Fenomena Fear of Missing Out (FOMO) telah menjadi salah satu tren signifikan di kalangan generasi Z. FOMO mencerminkan dampak besar interaksi berbasis teknologi terhadap psikologi dan perilaku komunikasi individu, terutama di kalangan remaja dan dewasa muda.
Akar munculnya gaya hidup FOMO adalah sistem liberal kapitalisme demokrasi. Sistem rusak ini mengakibatkan gen Z bergaya hidup bebas, hedonistik dan konsumerisme. Semua kesenangan d iniunia sesaat mendominasi dan menjadi prioritas utama. Mereka lupa bahwa semuanya akan dihisan atau diperhitungkan nantinya.
Akibatnya terjadi pengabaian potensi gen Z untuk berprestasi dan berkarya yang lebih baik, juga menghalangi potensinya sebagai agen perubahan menuju kebaikan. Apalagi Regulasi dalam sistem hari ini tidak memberikan perlindungan bagi gen Z, namun justru menjerumuskan gen Z pada lingkaran materiaslistik melalui media sosial yang menciptakan gaya hidup FOMO. Demi ego semata-mata prinsip hidup Islami mulai luntur di kalangan umat manusia, terutama pemuda.
Islam memandang Pemuda memiliki potensi luar biasa dan kekuatan yang dibutuhkan umat terlebih sebagai agen perubahan menuju kebangkitan Islam.
Islam memandang bahwa generasi merupakan potensi besar dan kekuatan yang dibutuhkan umat sebagai agen perubahan. Berada pada usia produktif menjadikan para generasi memegang peranan penting dalam menciptakan model masyarakat yang tidak hanya sibuk dengan perkara duniawi saja. Sebaliknya, generasi memiliki kontribusi besar dalam mengarahkan masyarakat yang memahami pentingnya dimensi ukhrawi dalam menjalani kehidupan.

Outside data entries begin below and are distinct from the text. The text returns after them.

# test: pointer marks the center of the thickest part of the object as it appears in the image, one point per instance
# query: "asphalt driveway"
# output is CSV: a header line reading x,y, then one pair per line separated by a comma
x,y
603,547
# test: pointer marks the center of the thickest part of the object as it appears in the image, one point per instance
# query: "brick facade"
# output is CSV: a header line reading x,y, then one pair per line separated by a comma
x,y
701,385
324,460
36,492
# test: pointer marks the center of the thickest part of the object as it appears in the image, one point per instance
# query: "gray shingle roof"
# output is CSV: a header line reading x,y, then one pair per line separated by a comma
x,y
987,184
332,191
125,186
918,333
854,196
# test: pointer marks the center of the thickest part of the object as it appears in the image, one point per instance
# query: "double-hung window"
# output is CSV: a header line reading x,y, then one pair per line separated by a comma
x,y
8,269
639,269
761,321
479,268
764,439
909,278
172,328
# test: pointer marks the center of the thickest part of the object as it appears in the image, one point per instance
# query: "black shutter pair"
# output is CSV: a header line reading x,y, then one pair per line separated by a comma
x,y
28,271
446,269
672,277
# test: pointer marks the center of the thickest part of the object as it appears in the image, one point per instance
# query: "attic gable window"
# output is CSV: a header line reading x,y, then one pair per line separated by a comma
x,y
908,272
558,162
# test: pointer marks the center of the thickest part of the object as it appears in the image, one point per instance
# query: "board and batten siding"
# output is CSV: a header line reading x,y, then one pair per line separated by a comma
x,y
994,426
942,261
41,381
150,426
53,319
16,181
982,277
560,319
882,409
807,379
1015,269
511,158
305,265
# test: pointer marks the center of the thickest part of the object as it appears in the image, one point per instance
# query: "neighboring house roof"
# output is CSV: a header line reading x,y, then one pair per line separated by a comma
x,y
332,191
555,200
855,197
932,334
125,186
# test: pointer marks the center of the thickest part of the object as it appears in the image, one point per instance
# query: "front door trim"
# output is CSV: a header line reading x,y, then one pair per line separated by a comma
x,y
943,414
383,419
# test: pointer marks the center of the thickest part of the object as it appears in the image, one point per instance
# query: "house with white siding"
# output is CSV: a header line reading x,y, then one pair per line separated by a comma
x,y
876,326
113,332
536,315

Peran ini tegak bukan semata atas dasar tuntutan sosial. Peran ini berpijak pada tuntutan keimanan sehingga kukuh dan menghunjam pada diri generasi. Rasulullah saw. bersabda, “Tidak akan bergeser kaki seorang hamba di hari kiamat dari sisi Rabbnya sehingga ditanya tentang lima hal: tentang umurnya dalam apa ia gunakan, tentang masa mudanya dalam apa ia habiskan, tentang hartanya dari mana ia peroleh dan dalam apa ia belanjakan, dan tentang apa yang ia amalkan dari yang ia ketahui (ilmu).” (HR. Tirmidzi).
Hadis ini menegaskan bahwa Allah menuntut pertanggungjawaban tentang masa muda kita.
Jika sistem hari ini seakan memberi pemakluman pada usia muda untuk menikmati berbagai kemewahan hidup, Islam justru berbeda. Islam menegaskan bahwa usia muda adalah fase ketika manusia seharusnya memberikan amal terbaik. Negara berperan sentral untuk menumbuhkan cita-cita untuk membangun dan melanjutkan peradaban dengan mentalitas keimanan pada diri generasi. Ini adalah kekuatan besar suatu peradaban yang tiada bandingnya. Pemahaman generasi mengenai tujuan hidup semata untuk beribadah kepada Allah, akan menuntun mereka untuk melakukan perbuatan berlandaskan rida Allah. Prinsip ini, membuat pemuda mampu melejitkan potensinya dan mempersembahkan karya terbaik semata untuk meninggikan peradaban Islam.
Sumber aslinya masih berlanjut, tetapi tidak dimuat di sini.